A computational analysis of graphene adhesion on amorphous silica

We present a computational analysis of the morphology and adhesion energy of graphene on the surface of amorphous silica (a-SiO₂). The a-SiO₂ model surfaces obtained from the continuous random network model-based Metropolis Monte Carlo approach show Gaussian-like height distributions with an average standard deviation of 2.91 ± 0.56 Å, in good agreement with existing experimental measurements (1.68-3.7 Å). Our calculations clearly demonstrate that the optimal adhesion between graphene and a-SiO₂ occurs when the graphene sheet is slightly less corrugated than the underlying a-SiO₂ surface. From morphology analysis based on fast Fourier transform, we find that graphene may not conform well to the relatively small jagged features of the a-SiO₂ surface with wave lengths of smaller than 2 nm, although it generally exhibits high-fidelity conformation to a-SiO₂ topographic features.
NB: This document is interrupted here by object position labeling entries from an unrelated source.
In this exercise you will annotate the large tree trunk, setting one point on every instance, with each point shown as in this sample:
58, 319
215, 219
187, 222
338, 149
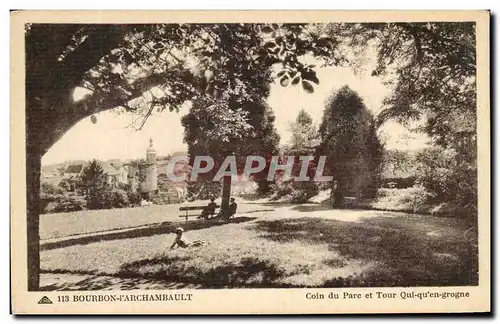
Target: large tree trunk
226, 192
33, 165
For 18 independent samples, on average the van der Waals interaction at the graphene/a-SiO ₂ interface is predicted to vary from E_vdW 0.93 eV to 1.56 eV per unit cross-sectional area (nm²) of the a-SiO₂ slab, depending on the choice of 12-6 Lennard-Jones potential parameters, while the predicted strain energy of corrugated graphene on a-SiO₂ is E_st=0.25-0.36 eV/nm². The calculation results yield the graphene/a-SiO₂ adhesion energy of about E_ad 0.7-1.2 eV/nm, given E_ad=E_vdW-E_st. We also discuss how the adhesive strength is affected by the morphological conformity between the graphene sheet and the a-SiO₂ surface.